Friday, November 28, 2014

Multilateralism of Competition Policy: An Unassailable Pedestal for a World of Free Trade

Saloni Khanderia-Yadav, National Law University, Delhi describes Multilateralism of Competition Policy: An Unassailable Pedestal for a World of Free Trade.

ABSTRACT:The article delves to gain an insight into the relationship between trade and competition policy. With the failure of various attempts been made by various Ministerial Declarations in Singapore, Seattle, Doha and Cancun, and Organizations like the UNCTAD and OECD; a need is now felt to negotiate a multilateral agreement on an international competition policy. Considering the effects of anti-competitive measures crossing the borders, the article analyses the benefits of multilateralism as an unassailable pedestrian to an international competition policy. Though various Agreements such as the TRIPS, GATS, TRIMS and the Agreements on Safeguards; and provisions across the GATT-WTO, namely: Articles II: 4, III, X, XI, XVII, XX(d), XXIII(1)(b) and (c); have acknowledged the effect of anti-trust policies on trade across the border, it does not suffice; and the utility of multilateralism under the auspices of the WTO is now being felt.
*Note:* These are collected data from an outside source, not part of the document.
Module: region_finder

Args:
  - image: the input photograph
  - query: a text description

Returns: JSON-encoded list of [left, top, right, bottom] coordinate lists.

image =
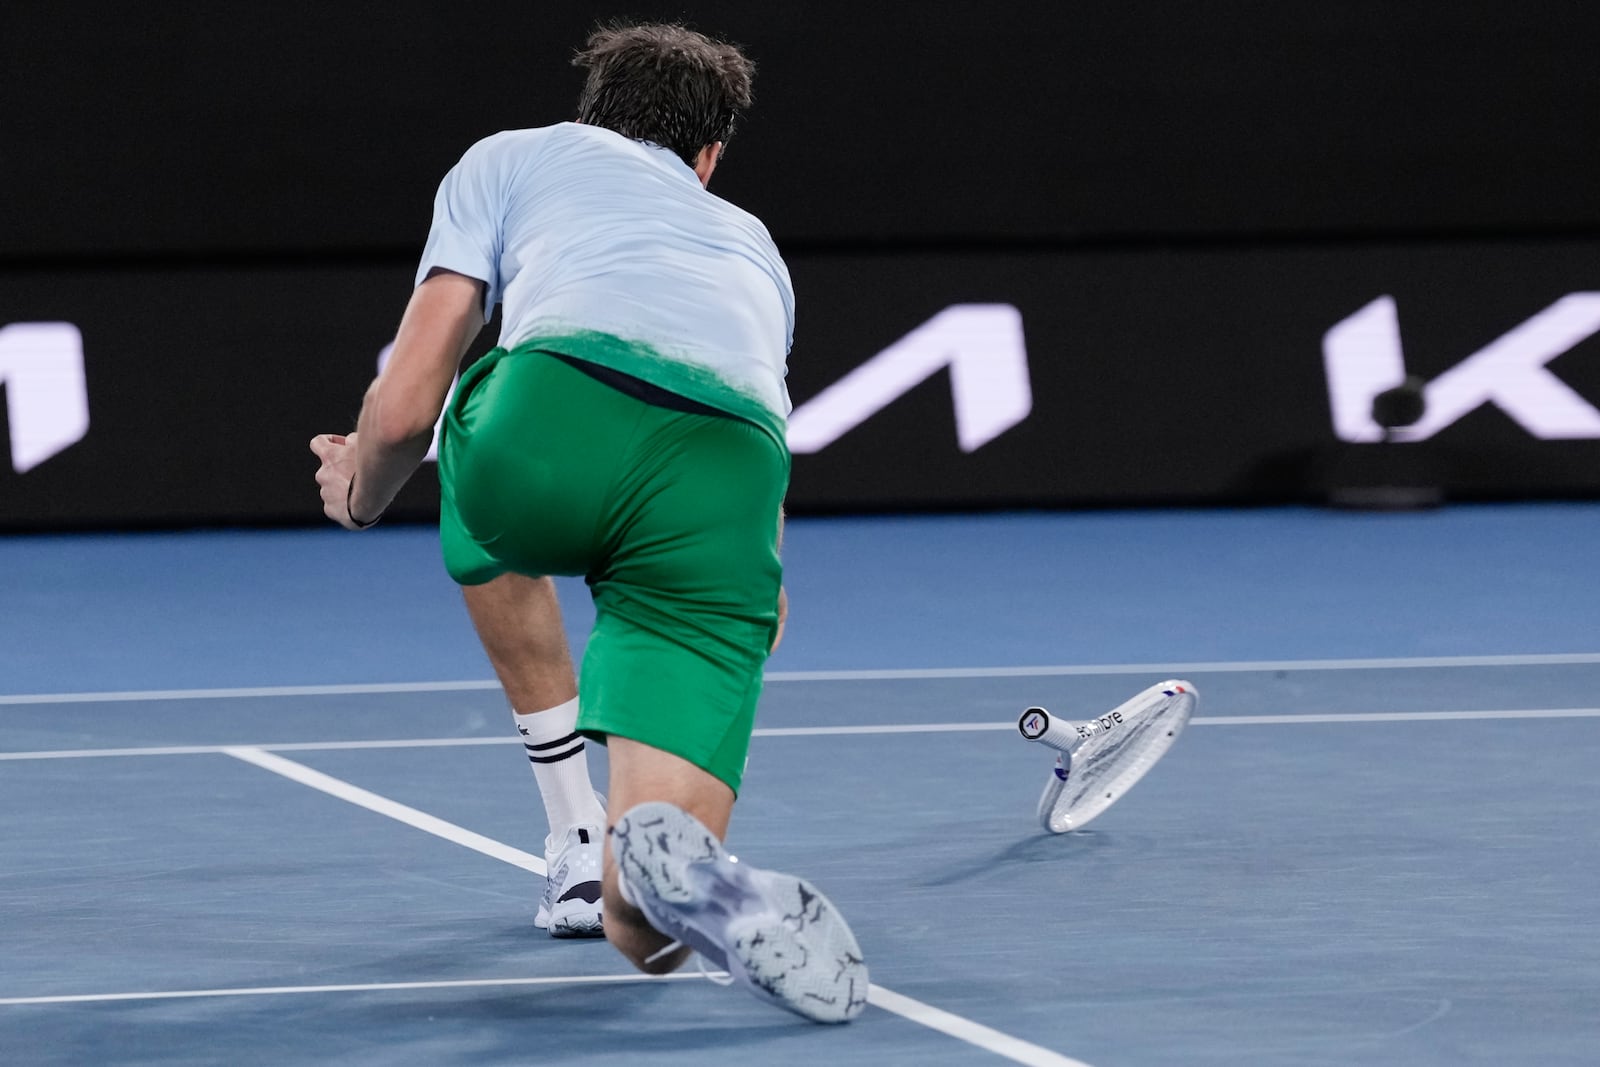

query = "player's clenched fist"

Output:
[[309, 432, 368, 531]]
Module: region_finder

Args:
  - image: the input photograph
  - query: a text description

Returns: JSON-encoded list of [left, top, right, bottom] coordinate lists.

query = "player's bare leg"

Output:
[[461, 573, 577, 710], [600, 736, 733, 972], [463, 573, 607, 936]]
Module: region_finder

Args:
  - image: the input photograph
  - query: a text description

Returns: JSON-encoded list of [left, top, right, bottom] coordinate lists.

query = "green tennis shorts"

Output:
[[438, 342, 789, 794]]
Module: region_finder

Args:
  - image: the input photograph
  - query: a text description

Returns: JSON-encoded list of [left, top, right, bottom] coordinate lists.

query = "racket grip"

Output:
[[1017, 706, 1080, 751]]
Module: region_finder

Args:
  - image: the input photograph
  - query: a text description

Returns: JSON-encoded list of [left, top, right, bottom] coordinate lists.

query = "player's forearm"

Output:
[[346, 271, 486, 523], [348, 387, 435, 522]]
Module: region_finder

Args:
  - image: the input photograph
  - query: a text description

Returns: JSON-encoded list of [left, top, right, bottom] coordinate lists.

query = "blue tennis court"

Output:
[[3, 505, 1598, 1065]]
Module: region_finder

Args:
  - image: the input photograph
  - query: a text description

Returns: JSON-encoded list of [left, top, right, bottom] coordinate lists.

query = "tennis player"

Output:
[[310, 21, 866, 1022]]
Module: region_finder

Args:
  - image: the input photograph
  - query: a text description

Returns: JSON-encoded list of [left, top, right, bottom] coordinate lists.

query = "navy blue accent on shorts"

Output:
[[547, 352, 734, 419]]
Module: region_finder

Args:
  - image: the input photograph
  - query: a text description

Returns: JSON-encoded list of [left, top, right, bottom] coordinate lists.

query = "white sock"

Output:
[[512, 698, 606, 843]]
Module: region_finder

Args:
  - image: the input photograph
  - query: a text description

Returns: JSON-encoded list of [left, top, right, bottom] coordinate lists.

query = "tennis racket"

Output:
[[1018, 680, 1196, 834]]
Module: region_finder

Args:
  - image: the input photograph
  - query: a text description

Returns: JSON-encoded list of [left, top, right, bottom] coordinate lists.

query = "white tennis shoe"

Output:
[[536, 824, 605, 938], [1020, 679, 1197, 833], [611, 801, 869, 1023]]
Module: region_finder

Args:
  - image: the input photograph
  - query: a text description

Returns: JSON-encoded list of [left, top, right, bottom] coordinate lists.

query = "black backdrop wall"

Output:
[[3, 2, 1599, 528]]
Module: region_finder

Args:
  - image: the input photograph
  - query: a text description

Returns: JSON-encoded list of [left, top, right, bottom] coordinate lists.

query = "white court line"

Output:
[[0, 972, 712, 1006], [216, 746, 1082, 1065], [0, 744, 235, 761], [5, 650, 1600, 706], [1194, 709, 1600, 725], [0, 680, 503, 706], [0, 739, 506, 761], [765, 652, 1600, 681], [757, 722, 1013, 736], [868, 985, 1092, 1067], [221, 746, 546, 877], [0, 974, 1082, 1067], [758, 710, 1600, 735], [4, 708, 1600, 763]]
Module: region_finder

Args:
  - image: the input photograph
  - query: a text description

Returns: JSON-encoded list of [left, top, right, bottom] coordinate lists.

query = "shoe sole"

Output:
[[539, 820, 607, 939], [536, 902, 604, 938], [613, 802, 869, 1023]]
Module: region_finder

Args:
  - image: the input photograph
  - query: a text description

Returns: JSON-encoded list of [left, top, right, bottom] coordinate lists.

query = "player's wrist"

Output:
[[346, 477, 383, 529]]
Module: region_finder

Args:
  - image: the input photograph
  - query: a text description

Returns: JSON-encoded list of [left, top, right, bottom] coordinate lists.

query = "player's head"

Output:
[[573, 22, 755, 174]]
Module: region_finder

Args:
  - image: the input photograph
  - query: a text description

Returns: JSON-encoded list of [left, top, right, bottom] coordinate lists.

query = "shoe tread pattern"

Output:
[[614, 802, 868, 1023]]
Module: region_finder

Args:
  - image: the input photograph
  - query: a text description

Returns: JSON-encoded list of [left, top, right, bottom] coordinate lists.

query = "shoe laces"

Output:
[[642, 939, 681, 967], [641, 941, 733, 986], [698, 956, 735, 987]]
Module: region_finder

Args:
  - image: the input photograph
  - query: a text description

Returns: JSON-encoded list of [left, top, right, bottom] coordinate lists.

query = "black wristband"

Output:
[[346, 477, 381, 529]]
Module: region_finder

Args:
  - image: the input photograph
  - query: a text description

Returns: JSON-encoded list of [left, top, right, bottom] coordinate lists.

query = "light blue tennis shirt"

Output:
[[416, 122, 795, 436]]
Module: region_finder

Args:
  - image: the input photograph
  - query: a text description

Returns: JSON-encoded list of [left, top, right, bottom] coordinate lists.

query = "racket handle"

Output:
[[1017, 706, 1081, 751]]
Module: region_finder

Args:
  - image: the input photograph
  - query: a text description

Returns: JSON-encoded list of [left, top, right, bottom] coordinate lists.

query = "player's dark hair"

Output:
[[573, 22, 755, 168]]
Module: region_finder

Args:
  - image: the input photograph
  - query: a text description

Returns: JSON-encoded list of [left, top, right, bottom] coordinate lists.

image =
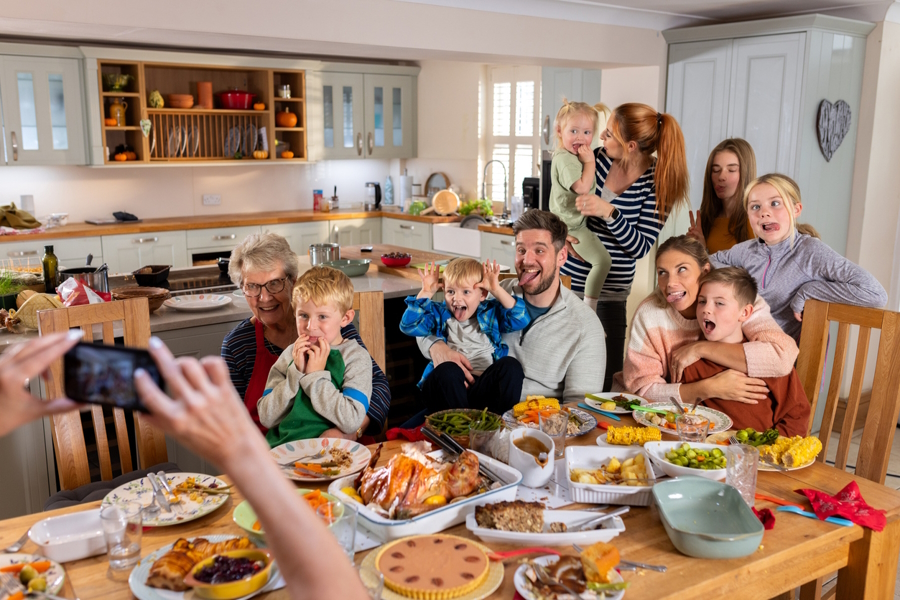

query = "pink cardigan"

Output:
[[618, 294, 799, 402]]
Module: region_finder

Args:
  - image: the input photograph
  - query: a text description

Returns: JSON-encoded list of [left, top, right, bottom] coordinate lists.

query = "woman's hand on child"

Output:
[[575, 193, 614, 219], [304, 338, 330, 373], [417, 262, 442, 296], [478, 260, 502, 295], [565, 235, 584, 262], [670, 341, 706, 382], [292, 334, 311, 373], [686, 211, 705, 246], [576, 144, 594, 165], [706, 369, 768, 404]]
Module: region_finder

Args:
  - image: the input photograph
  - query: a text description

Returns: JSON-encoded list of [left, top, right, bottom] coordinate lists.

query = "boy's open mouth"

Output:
[[666, 290, 686, 303], [761, 222, 780, 232], [451, 304, 469, 319], [702, 319, 716, 335]]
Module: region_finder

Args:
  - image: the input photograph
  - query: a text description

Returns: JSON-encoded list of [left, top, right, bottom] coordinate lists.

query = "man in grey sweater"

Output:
[[419, 210, 606, 404]]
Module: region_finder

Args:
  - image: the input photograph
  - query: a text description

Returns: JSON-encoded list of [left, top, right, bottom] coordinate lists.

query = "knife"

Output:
[[147, 473, 171, 512], [577, 403, 621, 421]]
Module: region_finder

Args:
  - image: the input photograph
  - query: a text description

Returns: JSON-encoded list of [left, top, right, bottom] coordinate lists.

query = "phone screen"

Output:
[[63, 342, 162, 411]]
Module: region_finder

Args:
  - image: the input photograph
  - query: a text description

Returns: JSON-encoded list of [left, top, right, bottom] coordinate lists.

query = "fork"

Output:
[[572, 544, 668, 572], [532, 563, 581, 597], [156, 472, 184, 514], [3, 529, 29, 553]]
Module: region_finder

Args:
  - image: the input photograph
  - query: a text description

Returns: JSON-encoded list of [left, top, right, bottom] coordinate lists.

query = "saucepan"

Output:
[[59, 266, 109, 293], [309, 243, 340, 266]]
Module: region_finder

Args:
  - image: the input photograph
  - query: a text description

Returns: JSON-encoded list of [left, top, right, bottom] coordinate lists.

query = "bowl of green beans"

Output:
[[424, 408, 502, 449]]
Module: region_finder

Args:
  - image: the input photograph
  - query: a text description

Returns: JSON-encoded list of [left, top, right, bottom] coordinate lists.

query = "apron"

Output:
[[244, 319, 279, 434]]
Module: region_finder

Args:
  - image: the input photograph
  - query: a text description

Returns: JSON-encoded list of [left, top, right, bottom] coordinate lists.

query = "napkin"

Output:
[[753, 507, 776, 530], [385, 424, 427, 442], [795, 481, 886, 531]]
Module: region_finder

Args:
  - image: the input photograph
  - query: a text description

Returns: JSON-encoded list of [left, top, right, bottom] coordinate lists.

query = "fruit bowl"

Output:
[[381, 253, 412, 267], [183, 548, 273, 600]]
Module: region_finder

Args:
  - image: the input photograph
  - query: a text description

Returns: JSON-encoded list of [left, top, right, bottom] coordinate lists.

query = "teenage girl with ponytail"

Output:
[[561, 103, 690, 391]]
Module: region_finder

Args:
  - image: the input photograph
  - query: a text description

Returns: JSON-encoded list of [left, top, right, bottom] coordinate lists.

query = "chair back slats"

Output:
[[797, 300, 830, 414], [352, 291, 385, 372], [112, 408, 133, 475], [816, 322, 850, 458], [89, 405, 114, 481], [101, 321, 115, 344], [834, 326, 871, 471]]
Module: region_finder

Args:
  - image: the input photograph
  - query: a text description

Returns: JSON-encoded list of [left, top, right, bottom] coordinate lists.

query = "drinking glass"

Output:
[[468, 420, 497, 457], [540, 411, 567, 459], [358, 563, 384, 599], [317, 500, 357, 563], [676, 414, 710, 443], [100, 502, 142, 571], [726, 444, 759, 507]]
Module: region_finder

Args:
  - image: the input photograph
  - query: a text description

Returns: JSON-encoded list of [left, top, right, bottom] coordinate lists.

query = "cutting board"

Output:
[[339, 244, 456, 281]]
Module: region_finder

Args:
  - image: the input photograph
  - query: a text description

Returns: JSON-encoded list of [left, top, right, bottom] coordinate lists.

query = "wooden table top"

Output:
[[2, 414, 900, 599], [340, 244, 456, 281]]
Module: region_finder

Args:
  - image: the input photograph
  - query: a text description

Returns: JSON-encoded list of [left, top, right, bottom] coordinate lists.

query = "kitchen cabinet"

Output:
[[539, 67, 603, 152], [262, 222, 329, 256], [0, 236, 102, 269], [330, 218, 381, 246], [101, 231, 189, 275], [0, 55, 86, 166], [319, 71, 416, 160], [480, 231, 516, 267], [382, 218, 432, 253]]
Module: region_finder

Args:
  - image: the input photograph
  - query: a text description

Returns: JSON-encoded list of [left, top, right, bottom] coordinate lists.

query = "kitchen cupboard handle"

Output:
[[400, 224, 414, 230], [367, 132, 373, 155], [332, 224, 338, 243], [500, 240, 514, 246], [133, 237, 159, 244], [542, 115, 550, 145], [10, 131, 17, 161], [356, 133, 363, 156], [213, 234, 236, 241], [7, 250, 37, 257]]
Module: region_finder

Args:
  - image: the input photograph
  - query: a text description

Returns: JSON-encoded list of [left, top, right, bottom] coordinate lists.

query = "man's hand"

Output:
[[429, 341, 474, 386], [292, 334, 311, 373], [304, 338, 330, 373]]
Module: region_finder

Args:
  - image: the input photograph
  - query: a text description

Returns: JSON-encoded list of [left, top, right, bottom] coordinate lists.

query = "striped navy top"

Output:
[[560, 146, 666, 301], [221, 319, 391, 435]]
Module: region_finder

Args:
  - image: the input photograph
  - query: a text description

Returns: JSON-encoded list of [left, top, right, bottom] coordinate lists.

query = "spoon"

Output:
[[669, 396, 686, 416], [776, 506, 854, 527]]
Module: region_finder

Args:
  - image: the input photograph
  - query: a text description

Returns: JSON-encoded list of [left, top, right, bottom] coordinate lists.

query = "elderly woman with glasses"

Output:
[[221, 232, 390, 438]]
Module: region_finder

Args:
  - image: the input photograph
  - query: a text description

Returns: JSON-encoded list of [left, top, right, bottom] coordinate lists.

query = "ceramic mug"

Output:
[[508, 428, 555, 488]]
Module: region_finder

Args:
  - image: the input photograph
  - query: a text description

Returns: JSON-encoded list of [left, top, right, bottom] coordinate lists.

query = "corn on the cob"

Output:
[[606, 425, 661, 446], [782, 436, 822, 467], [513, 396, 560, 417], [758, 435, 801, 464]]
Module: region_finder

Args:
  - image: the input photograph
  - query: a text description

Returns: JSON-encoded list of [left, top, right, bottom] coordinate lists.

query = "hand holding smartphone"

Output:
[[64, 342, 163, 412]]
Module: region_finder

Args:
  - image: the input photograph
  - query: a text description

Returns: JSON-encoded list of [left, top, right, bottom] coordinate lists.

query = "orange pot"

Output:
[[197, 82, 213, 109], [276, 108, 298, 128]]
The aim of both the WTO and competition policy being to provide market access to all sans barriers, marked the birth of the Working Group on the Interaction between Trade and Competition Policy (WGTCP) established in the Singapore Ministerial Declaration in 1996, made its first attempt under the auspices of the WTO. It is recognized that globalization cannot merely be achieved by checking the governmental measures in the form of tariff and non tariff barriers; anti-competitive behavior by various private enterprises is what now constitutes a hurdle to liberalization to trade. Primarily, anti-competitive behavior in the form of horizontal and vertical restraints, abuse of dominant position/monopolization and mergers for the thrust of targeted actions must be banned. Hence, multilateralism will incorporate the best practices of the WTO such as the National Treatment, Most Favored Nation Treatment and the Transparency provisions may form the base of the negotiations. A truly international forum of dispute settlement is also predicted to be more trusted as a dispute resolver. It will make clear the practices that are considered anti-competitive and the market players that are subject to jurisdiction apart from exemptions, if any.